Fakat kendimi birazda olsa ikna etmeyi başarmıştım ve aklımdakini yapacaktım. Sonrasında acı çekebilirdim ama yinede bunu yapmam gerekiyordu.
Sırtımdaki çantayla sonunda okul bahçesine çıktığımda arkamda bir ses duyunca durdum. "Jimin!" Önüme düşen pembe saçlarımı geriye atıp arkama dönüp kimin bana seslendiğine baktım. "Yoongi?" Yoongi şaşkınlıkla bana bakıyordu.
"Jimin ne oluyor nereye? Yangın düğmesine basan sen miydin?" Dediğinde hala şaşkındı nemli mor saçlarından onunda ıslandığı belliydi. Etrafıma baktım, nerdeyse bütün okul dışarıdaydı ve herkes şaşkınlıkla bizi dinliyordu. İşte tam sırasıydı.
"Evet ben yaptım." Dedim kendimden emin bir sesle. Yoongi daha çok şaşırırken konuştu "iyide neden?"
"Çünkü o zavallı suratınız, iki yüzlü suratınız temizlensin istedim.""N- ne?" Yoongi duyduklarını idrak edememiş gibiydi. Bir kaç adım geri atarak daha yüksek sesle konuştum
"Ah min yoongi, okadar Zavallısın ki seni kullandığımı anlamadın. Sence senin gibi aptal zorbayla çıkarmıyım? Herkes seni aldatıp, aptal yerine koyarken ben seninle neden çıkayım?" Dedim ve sahte bir şekilde güldüm."Kendini kandırmak için beni kullandın çünkü sağlam bir kanıtın yoktu. Fakat daha sonra sorunun kendin olduğunu anlayınca karşıma geçip özür diledin. Ben ise bu okulda rahat olayım diye kabul ettim. Arkandakiler güçlü olmasa kim seninle arkadaş veya sevgili olur ki? Benden bile Zavallısın yoongi, Uyan artık. " Dediğimde herkes şok içindeydi.
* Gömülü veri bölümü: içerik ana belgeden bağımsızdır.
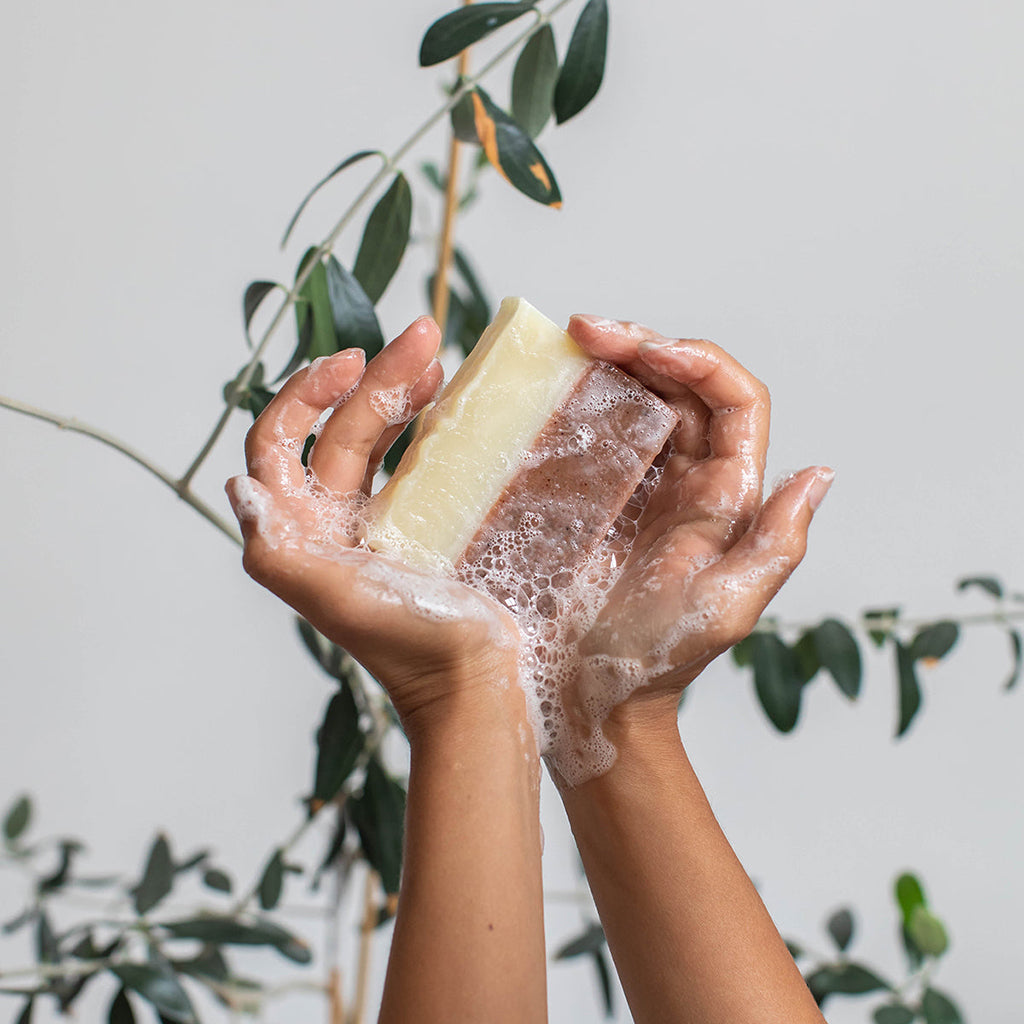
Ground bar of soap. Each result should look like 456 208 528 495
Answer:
367 299 678 585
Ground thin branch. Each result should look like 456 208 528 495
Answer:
753 608 1024 633
433 0 473 327
0 395 242 547
349 865 377 1024
180 0 571 487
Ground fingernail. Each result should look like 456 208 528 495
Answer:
569 313 621 331
637 338 687 354
807 466 836 512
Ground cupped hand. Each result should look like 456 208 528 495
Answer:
566 316 834 729
226 317 518 728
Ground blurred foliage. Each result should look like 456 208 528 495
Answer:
0 0 1022 1024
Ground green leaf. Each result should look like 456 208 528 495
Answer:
349 757 406 894
326 256 384 360
311 681 366 811
895 871 928 925
106 988 135 1024
174 850 210 874
910 622 959 660
203 867 231 893
420 0 536 68
871 1002 913 1024
160 914 312 964
555 0 608 124
863 608 900 647
956 577 1002 600
813 618 862 700
312 810 348 890
907 906 949 956
132 834 174 915
280 150 387 247
288 248 339 367
467 88 562 209
1004 630 1024 690
921 988 964 1024
749 633 803 732
793 630 821 686
111 961 198 1024
49 970 99 1015
352 172 413 304
3 795 32 843
826 907 853 952
36 910 60 964
445 92 480 144
512 25 558 138
729 637 754 669
171 945 231 981
896 640 921 739
806 964 892 1007
259 847 285 910
554 922 605 961
591 949 615 1019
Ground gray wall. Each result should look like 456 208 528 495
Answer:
0 0 1024 1024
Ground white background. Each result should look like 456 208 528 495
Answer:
0 0 1024 1024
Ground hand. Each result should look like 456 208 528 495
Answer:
226 317 518 731
554 316 834 767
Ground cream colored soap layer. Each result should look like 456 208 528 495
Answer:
367 299 592 570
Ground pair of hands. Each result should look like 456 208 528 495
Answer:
227 316 831 757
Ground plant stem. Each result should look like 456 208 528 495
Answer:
179 0 571 487
324 847 345 1024
433 0 473 338
752 608 1024 633
0 395 242 547
349 865 377 1024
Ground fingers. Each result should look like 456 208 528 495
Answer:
309 316 440 494
246 348 366 490
224 476 295 561
638 341 771 472
569 316 771 541
705 466 836 639
362 359 444 495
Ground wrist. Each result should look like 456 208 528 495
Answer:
399 664 537 760
552 693 686 800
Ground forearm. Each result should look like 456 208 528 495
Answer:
562 718 822 1024
380 682 547 1024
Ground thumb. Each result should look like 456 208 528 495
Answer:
708 466 836 636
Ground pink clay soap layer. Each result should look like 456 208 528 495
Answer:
367 299 678 585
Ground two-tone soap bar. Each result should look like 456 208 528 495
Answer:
367 299 678 594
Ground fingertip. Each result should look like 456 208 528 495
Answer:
224 474 273 525
807 466 836 512
407 313 441 352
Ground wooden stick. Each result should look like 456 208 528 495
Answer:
433 0 473 337
349 867 377 1024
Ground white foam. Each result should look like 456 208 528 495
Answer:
369 385 412 427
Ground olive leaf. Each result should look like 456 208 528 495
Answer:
555 0 608 124
352 173 413 304
420 0 536 68
512 25 558 138
470 88 562 209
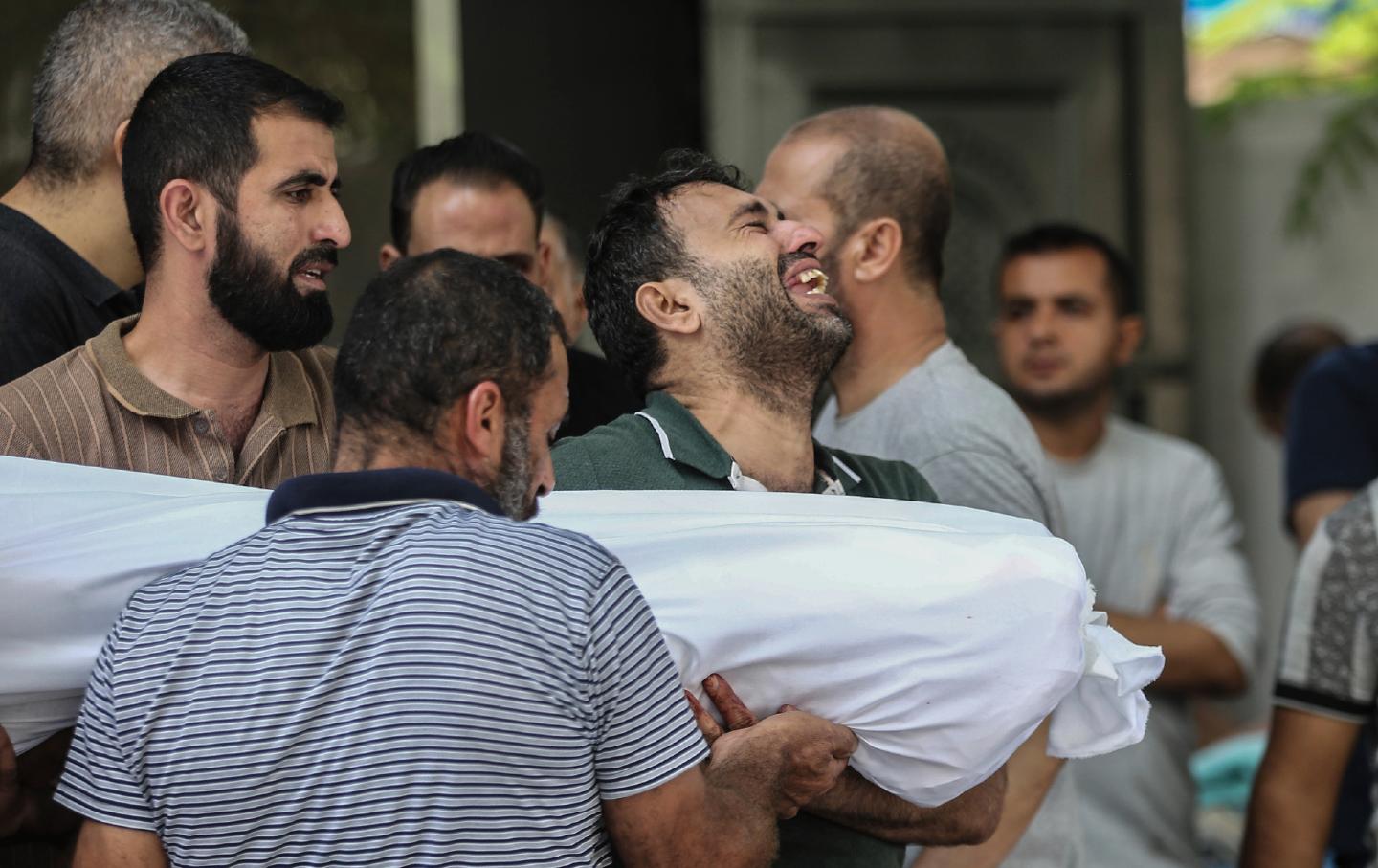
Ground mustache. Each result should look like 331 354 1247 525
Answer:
777 251 815 284
288 244 341 272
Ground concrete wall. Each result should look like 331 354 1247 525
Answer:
1190 100 1378 711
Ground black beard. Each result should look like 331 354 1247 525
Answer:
207 213 338 353
491 416 540 521
1008 373 1115 422
693 255 852 417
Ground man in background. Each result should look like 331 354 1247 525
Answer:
0 0 248 383
0 53 350 488
59 250 856 868
757 107 1081 868
996 225 1259 868
552 151 1005 868
378 132 641 435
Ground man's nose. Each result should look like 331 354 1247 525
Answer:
311 195 351 248
776 220 823 254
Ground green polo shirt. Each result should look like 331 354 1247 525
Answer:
551 391 937 868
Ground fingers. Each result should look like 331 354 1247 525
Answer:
685 690 722 746
702 673 757 730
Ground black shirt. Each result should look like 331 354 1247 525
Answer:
0 206 139 383
560 347 643 436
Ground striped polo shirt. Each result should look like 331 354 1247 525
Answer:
0 314 335 488
57 468 707 865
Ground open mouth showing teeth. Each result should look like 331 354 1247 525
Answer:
799 269 828 295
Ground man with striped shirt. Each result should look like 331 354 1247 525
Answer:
554 151 1005 868
0 54 350 488
57 250 856 867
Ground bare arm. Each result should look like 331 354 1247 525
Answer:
604 708 856 868
704 675 1005 846
1108 609 1249 695
1291 489 1357 548
1239 708 1359 868
914 721 1064 868
72 820 168 868
0 726 81 837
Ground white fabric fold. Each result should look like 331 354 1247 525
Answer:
0 457 1163 805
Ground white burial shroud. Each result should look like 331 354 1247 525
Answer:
0 457 1163 805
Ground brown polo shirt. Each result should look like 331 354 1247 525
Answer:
0 314 335 488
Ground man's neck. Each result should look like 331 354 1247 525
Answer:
830 277 948 416
668 383 817 492
0 172 144 289
124 272 269 439
1024 389 1114 461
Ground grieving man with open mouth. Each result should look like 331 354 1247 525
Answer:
0 54 350 488
551 151 1005 867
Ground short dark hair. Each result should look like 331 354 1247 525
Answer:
335 248 564 442
124 53 344 272
1249 323 1349 430
585 150 746 395
1000 223 1138 317
25 0 250 186
392 131 545 254
786 106 952 288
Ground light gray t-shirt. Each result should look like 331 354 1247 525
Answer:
1052 417 1259 868
813 341 1079 868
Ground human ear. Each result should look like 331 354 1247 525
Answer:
378 242 402 272
636 285 702 335
1115 314 1144 367
849 217 904 284
159 178 211 251
456 380 507 485
112 119 129 168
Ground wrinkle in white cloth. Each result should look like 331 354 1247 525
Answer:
0 457 1163 805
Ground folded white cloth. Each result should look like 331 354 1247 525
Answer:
0 457 1163 805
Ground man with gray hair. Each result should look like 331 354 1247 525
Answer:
0 0 248 383
757 106 1084 868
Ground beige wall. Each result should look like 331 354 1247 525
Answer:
1189 100 1378 709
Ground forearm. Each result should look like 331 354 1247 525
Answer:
914 721 1064 868
805 768 1006 846
1239 774 1335 868
1106 612 1249 695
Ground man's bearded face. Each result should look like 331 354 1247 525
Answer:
207 211 338 353
492 413 540 521
692 245 852 402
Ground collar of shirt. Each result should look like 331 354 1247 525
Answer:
0 206 125 307
87 314 319 429
267 467 503 523
636 391 861 495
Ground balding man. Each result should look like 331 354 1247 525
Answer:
758 107 1083 868
0 0 248 383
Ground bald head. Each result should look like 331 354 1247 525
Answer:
767 106 952 288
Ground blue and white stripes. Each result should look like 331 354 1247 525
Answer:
59 501 705 865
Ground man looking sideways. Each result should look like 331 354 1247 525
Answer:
57 250 856 868
996 223 1259 868
757 106 1083 868
0 54 350 488
554 151 1005 867
378 131 641 435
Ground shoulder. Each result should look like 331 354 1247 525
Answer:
550 413 668 491
1109 416 1219 476
289 345 339 383
0 345 100 424
828 449 939 502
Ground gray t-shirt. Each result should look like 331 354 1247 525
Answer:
1052 417 1259 868
813 341 1079 868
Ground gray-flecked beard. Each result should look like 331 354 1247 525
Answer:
693 255 852 419
492 416 540 521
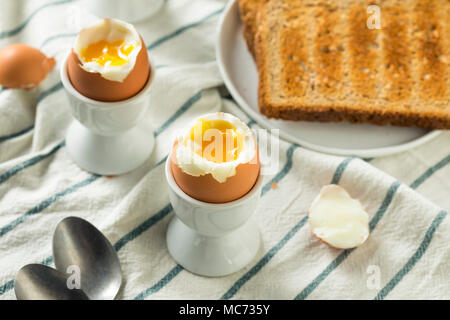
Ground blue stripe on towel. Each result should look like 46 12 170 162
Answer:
134 264 184 300
221 158 354 300
220 216 308 300
375 211 447 300
0 141 66 184
0 126 34 143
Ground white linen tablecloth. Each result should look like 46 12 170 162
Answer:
0 0 450 299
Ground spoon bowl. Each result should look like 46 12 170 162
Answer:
53 217 122 300
14 264 89 300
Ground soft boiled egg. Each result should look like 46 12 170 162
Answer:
67 19 151 101
308 185 369 249
0 43 55 90
170 112 260 203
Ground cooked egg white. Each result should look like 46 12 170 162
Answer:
309 185 369 249
176 112 256 183
73 19 142 82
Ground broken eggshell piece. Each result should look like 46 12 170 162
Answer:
308 185 369 249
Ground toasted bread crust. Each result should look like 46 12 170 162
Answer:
240 0 450 129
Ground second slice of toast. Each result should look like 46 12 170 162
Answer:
250 0 450 129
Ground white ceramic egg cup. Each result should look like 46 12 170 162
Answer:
60 55 156 175
165 156 262 277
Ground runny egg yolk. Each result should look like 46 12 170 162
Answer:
81 40 136 66
190 119 244 163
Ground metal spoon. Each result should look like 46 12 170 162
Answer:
14 264 89 300
53 217 122 300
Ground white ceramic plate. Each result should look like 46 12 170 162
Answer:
216 1 441 157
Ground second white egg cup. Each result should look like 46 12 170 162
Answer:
60 56 155 175
165 156 262 277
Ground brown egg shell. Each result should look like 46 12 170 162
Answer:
0 43 56 89
67 37 152 102
170 142 261 203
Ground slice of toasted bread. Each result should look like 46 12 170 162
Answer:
238 0 265 56
248 0 450 129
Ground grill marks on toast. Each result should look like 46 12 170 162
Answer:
313 7 345 100
279 10 311 97
348 6 380 99
382 7 414 101
244 0 450 129
415 0 450 101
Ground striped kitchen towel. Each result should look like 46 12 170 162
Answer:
0 0 450 299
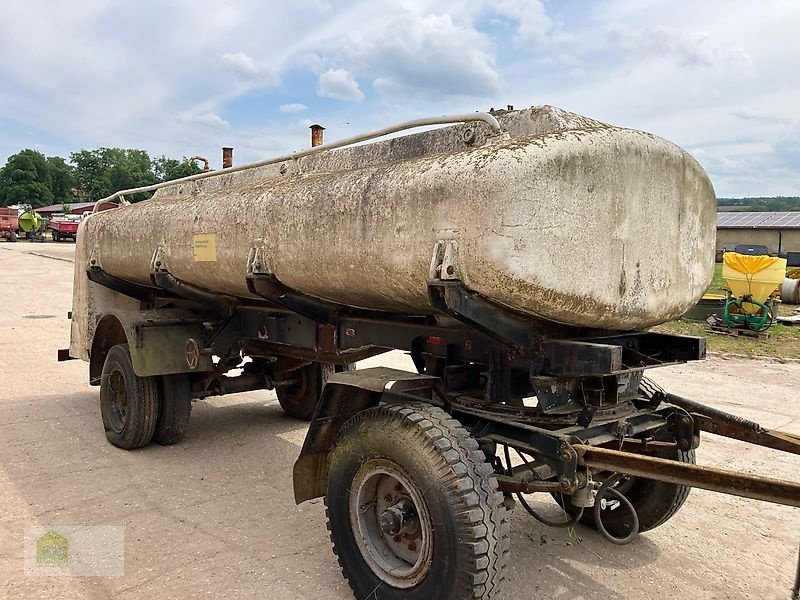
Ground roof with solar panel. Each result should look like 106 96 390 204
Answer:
717 211 800 229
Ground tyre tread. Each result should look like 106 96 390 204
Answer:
325 402 510 600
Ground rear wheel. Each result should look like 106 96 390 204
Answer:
276 363 355 421
100 344 159 450
325 403 509 600
153 373 192 446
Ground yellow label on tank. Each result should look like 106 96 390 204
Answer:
192 233 217 262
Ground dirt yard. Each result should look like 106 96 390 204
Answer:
0 242 800 600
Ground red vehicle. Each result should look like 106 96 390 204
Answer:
47 215 81 242
0 208 19 242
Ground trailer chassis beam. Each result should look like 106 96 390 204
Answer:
573 445 800 507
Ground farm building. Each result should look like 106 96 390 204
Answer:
36 202 117 219
717 212 800 255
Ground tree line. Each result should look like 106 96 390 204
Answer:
0 148 201 207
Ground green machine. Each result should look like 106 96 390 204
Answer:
722 252 786 331
19 210 44 241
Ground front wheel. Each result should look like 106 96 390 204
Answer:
325 403 509 600
153 373 192 446
100 344 160 450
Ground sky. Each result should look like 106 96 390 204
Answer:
0 0 800 197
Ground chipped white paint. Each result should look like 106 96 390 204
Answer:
75 107 716 329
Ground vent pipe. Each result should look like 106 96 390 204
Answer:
222 146 233 169
309 123 325 148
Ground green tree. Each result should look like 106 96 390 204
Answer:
0 149 54 207
70 148 156 202
152 155 203 182
47 156 75 202
69 150 112 202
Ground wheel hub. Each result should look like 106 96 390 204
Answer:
350 459 433 588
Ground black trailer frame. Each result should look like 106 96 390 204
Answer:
79 259 800 506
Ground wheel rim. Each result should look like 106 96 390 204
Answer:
350 459 433 588
108 370 128 433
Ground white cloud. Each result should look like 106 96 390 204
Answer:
191 113 231 129
222 52 278 84
279 102 308 112
492 0 553 47
340 14 499 100
0 0 800 195
317 69 364 102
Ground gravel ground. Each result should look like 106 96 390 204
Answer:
0 242 800 600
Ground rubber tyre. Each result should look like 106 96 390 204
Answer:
100 344 160 450
555 436 695 537
153 373 192 446
276 363 355 421
325 403 510 600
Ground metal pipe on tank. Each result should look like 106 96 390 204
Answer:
309 123 325 148
222 146 233 169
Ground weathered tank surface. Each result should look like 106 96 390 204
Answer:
78 106 716 330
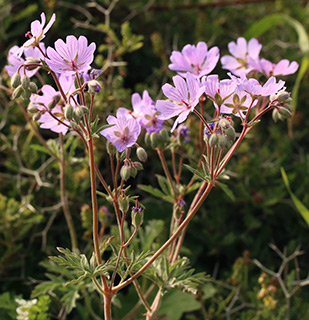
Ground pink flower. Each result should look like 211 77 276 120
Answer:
46 36 96 76
221 37 262 76
100 114 141 152
156 73 205 132
17 12 56 56
5 42 45 78
168 42 219 78
202 75 236 108
30 76 75 134
240 77 285 97
250 59 298 77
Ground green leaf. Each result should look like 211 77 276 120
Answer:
280 167 309 226
158 291 201 320
216 182 235 201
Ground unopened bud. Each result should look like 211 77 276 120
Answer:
278 107 292 118
12 85 24 99
32 113 41 121
208 133 219 148
29 82 38 93
47 94 61 111
118 196 129 214
218 118 231 129
64 103 74 121
224 127 236 141
106 140 117 156
11 72 20 89
131 207 144 228
150 132 160 149
144 132 151 146
88 80 101 95
159 129 170 142
73 105 88 122
133 161 144 171
218 134 230 149
120 164 131 181
129 165 137 178
21 74 30 90
27 102 38 114
136 147 147 162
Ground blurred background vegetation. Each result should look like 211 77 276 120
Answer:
0 0 309 320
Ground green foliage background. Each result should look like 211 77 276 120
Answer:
0 0 309 320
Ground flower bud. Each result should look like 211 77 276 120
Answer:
21 74 30 90
120 164 131 181
12 85 24 99
133 161 144 171
218 118 231 129
159 129 170 142
131 207 144 228
64 103 74 121
208 133 219 148
136 147 147 162
218 134 230 149
88 80 101 95
27 102 38 114
32 112 41 121
224 127 236 141
144 132 151 146
150 132 160 149
73 105 88 123
11 72 20 89
29 81 38 93
118 195 129 214
106 140 117 156
278 107 292 119
129 165 137 178
47 94 61 111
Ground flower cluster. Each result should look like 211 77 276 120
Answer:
6 13 298 152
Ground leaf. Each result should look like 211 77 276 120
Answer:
216 182 235 201
158 291 201 320
280 167 309 226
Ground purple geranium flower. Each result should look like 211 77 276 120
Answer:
156 73 205 132
16 12 56 56
240 77 285 97
46 36 96 76
5 42 45 78
30 76 75 134
202 75 236 108
221 37 262 76
250 59 298 77
100 114 141 152
168 42 219 78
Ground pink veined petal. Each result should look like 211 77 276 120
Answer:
131 93 142 109
171 111 190 132
44 13 56 33
64 36 79 62
156 100 184 120
248 38 262 58
196 41 208 66
41 12 46 29
31 20 43 37
186 72 199 101
162 83 183 102
221 56 240 70
173 76 188 101
202 47 220 75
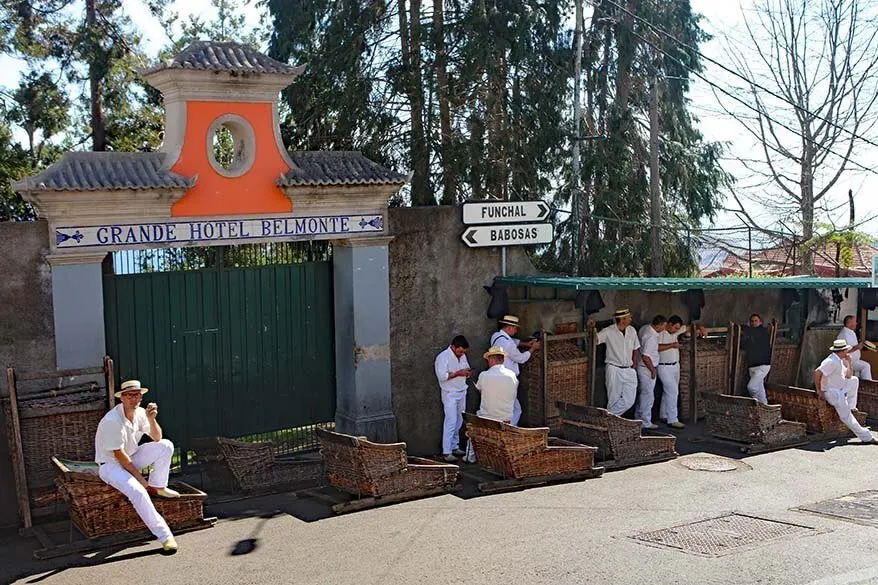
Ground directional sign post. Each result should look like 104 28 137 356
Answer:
461 223 555 248
463 201 549 225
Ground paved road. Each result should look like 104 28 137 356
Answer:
0 444 878 585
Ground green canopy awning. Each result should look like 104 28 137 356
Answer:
494 276 872 291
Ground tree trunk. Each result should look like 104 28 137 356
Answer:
85 0 107 152
649 77 665 276
570 0 585 274
433 0 457 205
401 0 436 205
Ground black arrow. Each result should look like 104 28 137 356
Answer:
537 201 549 219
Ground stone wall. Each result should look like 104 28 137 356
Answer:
0 221 55 526
389 207 536 454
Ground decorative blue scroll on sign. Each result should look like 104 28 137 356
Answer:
55 215 384 248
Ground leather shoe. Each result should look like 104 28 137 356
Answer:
162 536 177 555
155 487 180 498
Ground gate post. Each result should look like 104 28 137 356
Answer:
47 252 107 370
332 237 397 442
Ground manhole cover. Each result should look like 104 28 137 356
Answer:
632 514 814 557
677 455 750 471
799 490 878 526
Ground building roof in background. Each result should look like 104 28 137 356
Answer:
699 244 878 278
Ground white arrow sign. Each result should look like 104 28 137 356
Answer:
463 201 549 225
461 223 555 248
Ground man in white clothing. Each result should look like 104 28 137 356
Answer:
836 315 872 380
491 315 540 425
656 315 707 429
95 380 180 554
433 335 473 463
814 339 875 443
588 309 640 416
634 315 668 429
464 347 518 463
741 313 771 404
476 347 518 424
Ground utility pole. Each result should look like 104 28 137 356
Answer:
649 75 665 276
570 0 585 275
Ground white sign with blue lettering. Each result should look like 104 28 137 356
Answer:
55 215 384 249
Gözlerim tanıdık gözlerle buluşunca bunun jungkook olduğunu anladım. Bana gururla bakıyordu. Oda biliyordu yoongiyi sevdiğimi ve bunu neden yaptığımı.
Tekrardan yoongi'ye baktığımda gözlerinin dolduğunu görmüştüm. O görüntüye daha fazla katlanmamak için arkamı dönüp gittim. Herkes şok içinde fısıldıyorlardı. Bazıları ise, yoongiye gülüyordu. Kendimi kötü hissetmiştim ama hissetmemem gerekiyordu biliyorum.
Ben ona bunu yaptım diye böyle hissediyorum fakat o bana daha fazlasını yaparken ne hissetmişti?
Okuldan çıkmış boş düşünceler ile önüme gelen yola giriyordum. Şimdi ise kendime başka bir okul bulmam gerekiyordu sanırım.
Arkamda duyduğum tanıdık sesle donup kaldım. "Park jimin!" Yavaşça arkamı döndüm. Ağladığı belli gözlerle üzerime gelen yoongi ile kalbim tekrar tetiklenmişti. "Yoongi?"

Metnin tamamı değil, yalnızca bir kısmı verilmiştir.